In un'epoca in cui le banche non sono ben viste dalla popolazione, a causa del loro crescente potere e dei tanti scandali che saltano fuori, ce n'è una che merita, invece, di essere menzionata e presa come esempio.
Non è proprio una banca, ma un sistema: il microcredito.
Il microcredito è nato grazie all'idea di un economista bengalese, Muhammad Yunus, che, per il suo operato, ha vinto il premio Nobel per la pace nel 2006.

Perchè nasce?
Nasce perchè molte famiglie dell'India si rivolgono agli strozzini per avere un prestito con un tasso di interesse altissimo, pari al 10% al mese, e finiscono per peggiorare la loro situazione.

Che cos'è?
Il microcredito è un sistema di piccoli prestiti a tasso agevolato (pari al 2,5% al mese) per chi vuole avviare un'attività commerciale.

A chi viene dato?
I destinatari di questi piccoli prestiti sono le povere famiglie (basti pensare che solo in India ci sono 900 milioni di poveri), ma, in particolare, sono le donne a ricevere queste somme di denaro comprese tra i 150 e i 300€ perchè ritenute più responsabili e affidabili e anche per aiutarle a inserirsi nel ciclo produttivo della famiglia.
Come funziona?
In ogni quartiere si creano gruppi di 5 donne, vicine di casa.
A ogni donna viene fatto un prestito di una somma compresa tra i 150€ e i 300€.
Poichè le donne sono povere e nessuna di loro possiede qualcosa come garanzia, se una di loro non ce la fa a pagare, le altre coprono la somma per lei.
A fine mese, un addetto della banca giunge in bici con il registro contabile e riscuote il pagamento. 
Successivamente invia un SMS di avvenuto pagamento, in modo che l'intero sistema sia sempre aggiornato.
Il passo successivo vede l'intervento degli addetti al call center che chiamano i destinatari del prestito per accertarsi che tutto sia andato a buon fine.

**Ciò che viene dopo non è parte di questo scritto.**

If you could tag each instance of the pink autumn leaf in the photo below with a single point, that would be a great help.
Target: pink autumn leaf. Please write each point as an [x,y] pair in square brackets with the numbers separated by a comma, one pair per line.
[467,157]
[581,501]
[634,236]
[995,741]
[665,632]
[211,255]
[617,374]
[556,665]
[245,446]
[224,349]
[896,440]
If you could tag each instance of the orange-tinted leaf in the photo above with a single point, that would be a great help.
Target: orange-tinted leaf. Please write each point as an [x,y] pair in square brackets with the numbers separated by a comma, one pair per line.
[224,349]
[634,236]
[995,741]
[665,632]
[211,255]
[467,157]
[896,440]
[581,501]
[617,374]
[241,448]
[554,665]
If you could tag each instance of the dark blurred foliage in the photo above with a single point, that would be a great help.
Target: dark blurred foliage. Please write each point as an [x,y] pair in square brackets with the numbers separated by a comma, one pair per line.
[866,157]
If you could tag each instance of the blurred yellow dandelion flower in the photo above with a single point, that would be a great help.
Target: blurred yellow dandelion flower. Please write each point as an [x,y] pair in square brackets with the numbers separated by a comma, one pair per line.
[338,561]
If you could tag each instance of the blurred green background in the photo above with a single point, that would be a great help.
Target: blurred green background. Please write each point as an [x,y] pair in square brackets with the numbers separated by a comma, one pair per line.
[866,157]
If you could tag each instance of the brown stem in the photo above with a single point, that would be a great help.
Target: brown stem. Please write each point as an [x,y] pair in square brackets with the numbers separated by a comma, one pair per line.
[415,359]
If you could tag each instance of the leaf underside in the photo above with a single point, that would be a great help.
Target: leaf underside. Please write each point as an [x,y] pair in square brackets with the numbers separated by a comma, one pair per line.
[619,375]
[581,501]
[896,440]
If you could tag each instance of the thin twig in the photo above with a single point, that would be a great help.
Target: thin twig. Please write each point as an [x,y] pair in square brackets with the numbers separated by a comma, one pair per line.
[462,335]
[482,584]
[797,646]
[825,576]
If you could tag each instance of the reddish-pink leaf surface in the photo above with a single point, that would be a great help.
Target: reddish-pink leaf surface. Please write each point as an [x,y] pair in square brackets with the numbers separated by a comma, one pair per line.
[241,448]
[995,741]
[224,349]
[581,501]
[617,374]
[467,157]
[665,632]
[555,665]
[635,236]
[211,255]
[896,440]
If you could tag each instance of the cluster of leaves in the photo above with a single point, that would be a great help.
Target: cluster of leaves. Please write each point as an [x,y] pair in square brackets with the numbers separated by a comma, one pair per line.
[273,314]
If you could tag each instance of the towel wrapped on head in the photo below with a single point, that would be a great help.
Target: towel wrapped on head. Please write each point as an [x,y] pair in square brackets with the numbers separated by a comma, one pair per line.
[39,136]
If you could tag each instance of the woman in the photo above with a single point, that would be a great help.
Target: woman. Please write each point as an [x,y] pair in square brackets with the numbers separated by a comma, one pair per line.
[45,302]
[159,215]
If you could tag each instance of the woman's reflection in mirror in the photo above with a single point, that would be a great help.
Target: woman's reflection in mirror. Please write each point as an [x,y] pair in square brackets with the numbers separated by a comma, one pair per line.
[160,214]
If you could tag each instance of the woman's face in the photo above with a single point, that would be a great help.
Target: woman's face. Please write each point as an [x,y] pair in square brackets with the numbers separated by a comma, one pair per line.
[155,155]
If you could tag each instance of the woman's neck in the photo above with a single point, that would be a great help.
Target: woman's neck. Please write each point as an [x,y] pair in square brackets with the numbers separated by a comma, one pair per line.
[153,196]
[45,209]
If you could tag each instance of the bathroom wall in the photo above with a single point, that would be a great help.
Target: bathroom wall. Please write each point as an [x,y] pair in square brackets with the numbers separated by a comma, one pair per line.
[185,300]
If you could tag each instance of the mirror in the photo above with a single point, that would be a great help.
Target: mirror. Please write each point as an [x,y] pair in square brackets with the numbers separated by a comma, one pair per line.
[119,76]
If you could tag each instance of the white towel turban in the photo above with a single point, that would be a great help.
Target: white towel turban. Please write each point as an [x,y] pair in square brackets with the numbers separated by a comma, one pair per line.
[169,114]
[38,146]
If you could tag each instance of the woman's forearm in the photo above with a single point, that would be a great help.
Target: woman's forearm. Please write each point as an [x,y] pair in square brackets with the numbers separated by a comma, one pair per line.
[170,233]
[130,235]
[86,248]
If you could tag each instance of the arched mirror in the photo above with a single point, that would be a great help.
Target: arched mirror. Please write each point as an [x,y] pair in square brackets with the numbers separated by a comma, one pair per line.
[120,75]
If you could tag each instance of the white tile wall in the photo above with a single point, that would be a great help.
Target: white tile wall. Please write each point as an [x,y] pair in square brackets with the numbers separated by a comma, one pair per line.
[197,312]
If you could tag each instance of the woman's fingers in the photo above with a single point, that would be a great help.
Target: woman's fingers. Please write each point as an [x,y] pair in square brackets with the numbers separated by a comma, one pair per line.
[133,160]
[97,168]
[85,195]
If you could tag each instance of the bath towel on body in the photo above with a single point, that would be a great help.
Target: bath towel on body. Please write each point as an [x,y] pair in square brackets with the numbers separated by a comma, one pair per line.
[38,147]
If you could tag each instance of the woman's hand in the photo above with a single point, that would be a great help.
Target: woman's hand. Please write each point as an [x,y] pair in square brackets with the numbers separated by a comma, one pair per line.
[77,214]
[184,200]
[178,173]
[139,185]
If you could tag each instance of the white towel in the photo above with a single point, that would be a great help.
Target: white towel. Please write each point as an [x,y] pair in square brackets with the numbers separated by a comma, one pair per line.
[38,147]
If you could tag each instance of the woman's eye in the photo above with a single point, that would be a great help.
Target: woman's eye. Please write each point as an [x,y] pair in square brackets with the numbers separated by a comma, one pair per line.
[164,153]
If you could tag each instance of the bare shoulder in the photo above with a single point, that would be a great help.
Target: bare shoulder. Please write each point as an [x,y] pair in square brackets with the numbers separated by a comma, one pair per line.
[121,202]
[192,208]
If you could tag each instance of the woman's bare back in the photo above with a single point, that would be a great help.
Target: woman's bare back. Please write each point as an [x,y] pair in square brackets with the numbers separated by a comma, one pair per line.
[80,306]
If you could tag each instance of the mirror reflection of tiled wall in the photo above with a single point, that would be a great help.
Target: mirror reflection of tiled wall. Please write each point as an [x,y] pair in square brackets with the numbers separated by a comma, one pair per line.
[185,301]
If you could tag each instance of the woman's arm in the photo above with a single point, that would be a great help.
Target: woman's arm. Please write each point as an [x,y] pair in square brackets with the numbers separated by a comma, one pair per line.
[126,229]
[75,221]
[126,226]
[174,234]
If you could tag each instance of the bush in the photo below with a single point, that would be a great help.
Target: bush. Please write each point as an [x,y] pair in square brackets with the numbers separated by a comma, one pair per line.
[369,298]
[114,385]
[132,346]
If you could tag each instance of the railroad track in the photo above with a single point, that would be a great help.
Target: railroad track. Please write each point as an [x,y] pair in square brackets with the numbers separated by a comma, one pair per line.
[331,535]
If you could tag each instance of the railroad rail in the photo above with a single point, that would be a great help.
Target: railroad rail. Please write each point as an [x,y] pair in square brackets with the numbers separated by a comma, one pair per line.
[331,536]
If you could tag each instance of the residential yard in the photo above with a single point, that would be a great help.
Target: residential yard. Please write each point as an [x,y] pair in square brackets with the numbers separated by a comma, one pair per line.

Come si può notare, l'intero sistema è basato sulla fiducia reciproca tra le vicine di casa, sulla dignità e su un senso di comunità che magari al giorno d'oggi è difficile da trovare.
Il sistema funziona davvero tant'è che chi non paga costituisce solo l'1%, mentre solitamente nelle banche nostrane la percentuale si aggira intorno al 6-7%.
Naturalmente, c'è un profitto per chi lavora nel microcredito, ma non si tratta di un profitto esagerato, bensì di un guadagno equilibrato, sociale ed economico, forse più sociale che economico.